“Be-reshit bara Elohim Et Ha sha- mayim Ve’et ha’eretz,” (Genesis 1:1).
Most of my readers probably have this verse memorized in English, and it is one of the few that I have memorized in Hebrew. But what does this verse have to do with my rant today? Well, as the advertisements for new, hip Christian movies boisterously bounded off the walls, and Christian small groups danced at the creative genius of the new gospel movie, my mind was consumed with the indignation of voices echoing inside my mind. I wanted to scream, “Silence! When did we start selling the gospel?”
Now, before one says, “But you can not judge what you have not watched,” I will say I have seen countless Christian movies, and it pains me to say that even though we worship a God of creation- as demonstrated in Genesis — we seem hell-bound on selling a beautifully packaged gospel, free from any real burdens and profound depth. We paint an imaginary world that is alien to the world that we live in, and decry the attempts of atheist directors’ detail of boisterously uneducated Christians as we paint atheists the same way wantonly.
God is a God of creation, a God of beauty, so much so that the Earth testifies about Him (Romans 1). Jesus even declares, while he is being praised as “blessed is he who comes in the name of the Lord,” that if the crowd were only quiet enough, they could hear even the rocks praise him. So, this leads to the first part of my annoyance with Christian Art: the theology of it.
If art is worship, our worship should be beautiful; and if our God is Holy, our art should be Holy, not the same old blatantly, poorly done, theft of the art from the unregenerate. You have to realize that when “our art” is a rehashed Christian universalist version of “Groundhog’s Day” or a cheesy Jesus-infused Romantic comedy, we have a problem. Because not only are we being lazy, we are also not fully worshiping God for who He is. Now, I am not saying that our art has to be Scripture-heavy.
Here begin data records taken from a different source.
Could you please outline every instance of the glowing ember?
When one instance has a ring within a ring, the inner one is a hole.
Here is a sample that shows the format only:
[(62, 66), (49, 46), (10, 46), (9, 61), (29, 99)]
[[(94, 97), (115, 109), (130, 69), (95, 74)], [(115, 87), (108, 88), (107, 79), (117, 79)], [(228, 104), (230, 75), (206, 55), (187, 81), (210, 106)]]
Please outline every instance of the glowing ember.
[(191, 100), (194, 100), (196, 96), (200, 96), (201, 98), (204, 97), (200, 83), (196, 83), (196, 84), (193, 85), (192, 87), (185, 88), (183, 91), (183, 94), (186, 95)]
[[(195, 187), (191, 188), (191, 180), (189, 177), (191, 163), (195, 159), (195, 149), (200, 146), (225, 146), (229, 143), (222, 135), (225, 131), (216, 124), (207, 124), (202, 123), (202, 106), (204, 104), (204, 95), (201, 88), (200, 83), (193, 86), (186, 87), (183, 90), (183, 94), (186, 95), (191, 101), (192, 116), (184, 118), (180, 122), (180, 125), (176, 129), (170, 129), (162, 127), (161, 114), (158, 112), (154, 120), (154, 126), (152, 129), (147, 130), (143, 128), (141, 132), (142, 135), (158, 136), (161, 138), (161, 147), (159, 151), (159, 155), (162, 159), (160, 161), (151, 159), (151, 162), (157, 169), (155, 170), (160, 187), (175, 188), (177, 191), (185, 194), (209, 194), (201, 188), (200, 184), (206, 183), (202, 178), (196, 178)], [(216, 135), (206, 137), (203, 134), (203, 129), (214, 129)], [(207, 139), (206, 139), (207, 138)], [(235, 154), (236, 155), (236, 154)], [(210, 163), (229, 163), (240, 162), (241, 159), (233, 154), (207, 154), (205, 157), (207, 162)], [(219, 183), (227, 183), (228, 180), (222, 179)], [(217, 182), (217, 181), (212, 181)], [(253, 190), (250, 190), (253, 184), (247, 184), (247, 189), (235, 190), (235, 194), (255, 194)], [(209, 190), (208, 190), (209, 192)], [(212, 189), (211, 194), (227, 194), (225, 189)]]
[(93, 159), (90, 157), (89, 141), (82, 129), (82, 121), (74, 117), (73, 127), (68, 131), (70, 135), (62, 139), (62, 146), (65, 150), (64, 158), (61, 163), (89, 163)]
One of my favorite bands is Twenty One Pilots, and I have quickly realized that their songs, “A Car, a Torch, and a Death”, “Taxi Cab”, “Addict with a Pen”, and “March to the Sea” proclaim more gospel truth than many contemporary “Christian” songs. These songs come from a band of two Christian kids writing music for everyone and naturally lacing their music with the gospel. Art doesn’t “become Christian” simply because we put Jeremiah 29:11 on it. It becomes Christian when we proclaim the gospel unaltered and without the theft of non-Christian property. In fact, I’m 99% sure that this is technically theft, which is a sin, think about it like this: Martin Luther once said, “The Christian shoemaker does his duty not by putting little crosses on the shoes, but by making good shoes, because God is interested in good craftsmanship.”
Our art becomes Christian when we do all things for His glory. The gospel is shared when we live it out. And our art should be the best we can do, because we proclaim a living God. We don’t need to paint trees to say “Jesus,” because Nature announces Him without our help (Romans 1).
My second and last reason, for now, is that modern Christian Art creates a commercialized gospel by which we can make a profit from preaching Christ crucified, and that should be obviously wrong, as it also encourages faulty work, because the more we produce, the more money we make. Think about it like this. Bach, arguably one of the greatest classical composers ever known died with an entire library of theological books. The Christian artist infuses their art with the faith when they are, as C.S. Lewis once described himself, theologians first when they are creative as God is creative, and when it is not about money, but rather about God and when their entire life is enraptured by the redeeming work of Christ.
May the Peace of Christ be with you.